Alcala’s first known (at that time) victim, attacked when she was eight and by now an adult, gave evidence. Tali Shapiro, now 65, spoke exclusively to the Mail about that experience.

“I chose to testify against him because I had the right to come ­forward and say my piece,” she says, explaining that she had no memory of the attack itself as she had been beaten unconscious.

“He (Alcala) was defending himself and he apologised to me. I didn’t listen to him or look at him. I didn’t give him any energy —whatsoever. He wasn’t getting rewarded by me in any way.”

Tali, who lives in California, adds: “The thing that angers me is that the court system kept giving him a get-out-of-jail-free card. The US army wanted rid of him. And who lets a man like that on a ­dating show?”

Another of Alcala’s victims, who was attacked shortly before Tali, came forward a few years ago and she and Tali have become friends.

Morgan Rowan, now aged 72, was 16 when Alcala assaulted her in 1968. She and her friends had been on a night out at a nightclub for teenagers on Sunset Strip when Alcala gave the group a lift. They ended up at the killer’s apartment, and as a party got underway, he grabbed her and pulled her into a bedroom, barricading the door with a metal bar.

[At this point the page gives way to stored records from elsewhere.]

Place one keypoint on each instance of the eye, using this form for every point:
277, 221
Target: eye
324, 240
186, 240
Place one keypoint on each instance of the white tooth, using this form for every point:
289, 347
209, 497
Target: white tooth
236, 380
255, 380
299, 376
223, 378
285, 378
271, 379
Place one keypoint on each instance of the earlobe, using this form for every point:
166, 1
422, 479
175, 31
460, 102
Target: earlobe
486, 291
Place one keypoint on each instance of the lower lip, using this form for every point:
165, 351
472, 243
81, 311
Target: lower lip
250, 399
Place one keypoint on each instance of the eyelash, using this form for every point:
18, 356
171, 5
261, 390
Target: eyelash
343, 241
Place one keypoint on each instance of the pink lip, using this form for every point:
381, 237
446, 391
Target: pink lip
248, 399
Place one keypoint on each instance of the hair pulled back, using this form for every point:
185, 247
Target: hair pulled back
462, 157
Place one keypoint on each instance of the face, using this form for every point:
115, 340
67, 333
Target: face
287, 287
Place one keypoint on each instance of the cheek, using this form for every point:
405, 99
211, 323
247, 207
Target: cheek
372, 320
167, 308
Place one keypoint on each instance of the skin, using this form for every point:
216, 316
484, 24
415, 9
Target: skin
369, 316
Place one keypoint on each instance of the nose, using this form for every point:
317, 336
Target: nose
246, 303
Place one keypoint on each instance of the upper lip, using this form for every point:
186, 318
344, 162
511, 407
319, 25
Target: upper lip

“I remember saying: ‘Why are you doing this?’ and he came across the room very quickly and backed me up against the wall,” she told the Mail.

“I could see the transformation in his face. His face swelled up and his skin was grey and then ­crimson. His eyes were evil.”

Alcala punched Morgan in the face, tied her hands and started ripping off her clothes as music from the party drowned out the teenager’s cries for help. “I fought him the whole time, but he rammed the belt down my throat so I could hardly breathe and punched me so hard he broke my ribs.”

By this time, her friends had noticed she was missing and started banging on the door.

“He got really angry at that and raped me and started to strangle me, and (then) I heard the sound of breaking glass.”

One of her friends, unable to get through the barricaded door, had gone outside and smashed the bedroom window.

Wearing only a blouse and with her hands still tied behind her back, Morgan and her terrified friends rushed for the door and hid behind a rubbish bin outside the building.

The traumatised youngsters then went to a friend’s house and called the emergency services.

More than 50 years later, ­Morgan’s voice still falters when she tells me that the police officer who interviewed her didn’t seem to take the attack seriously, pointing out that she and her friends had willingly gone to ­Alcala’s house.

“The officer did not even file a report. It was a ­different era,” she says.

She never told her parents and Alcala was never prosecuted.

She was horrified when she learned from newspaper reports that Alcala had attacked and nearly killed an eight-year-old girl shortly afterwards.

Morgan said she nearly “drowned in guilt” and kept her secret for many years. But after she discovered Tali’s identity in 2010, she made contact with her.

“Tali told me I had nothing to be sorry about and that the only ­person to blame was Alcala,” says Morgan quietly. The two women have since become friends, and Morgan wrote a book about their experiences called Stolen From Sunset.

Further prosecutions followed and in 2013 the sadistic killer pleaded guilty to the 1971 murder of Cornelia Crilley, a 23-year-old TWA flight attendant who was killed in her apartment in New York. He also admitted the ­murder of 23-year-old nightclub heiress Ellen Hover.

In 2016, thanks to advances in forensic science prosecutors in Wyoming charged Alcala with the murder of 28-year-old Christine Thornton, who disappeared in 1977 and whose body was found in 1982. In July 2021, still awaiting ­execution on Death Row, Alcala died from natural causes aged 77.

Needless to say, his death was not mourned by anyone.

“I was going to open a bottle of champagne when he died, but instead, I just cried and cried,” says Morgan.

“He left behind so many unanswered questions and so much pain.”

Another unanswered question is what happened to Cheryl ­Bradshaw. After her appearance on The Dating Game, she went on to marry and raise a family and dropped out of the spotlight.

Still, as Tali says: “Bad things happen to good people . . . and I’m very glad that girl on The Dating Game was smart enough to say no.”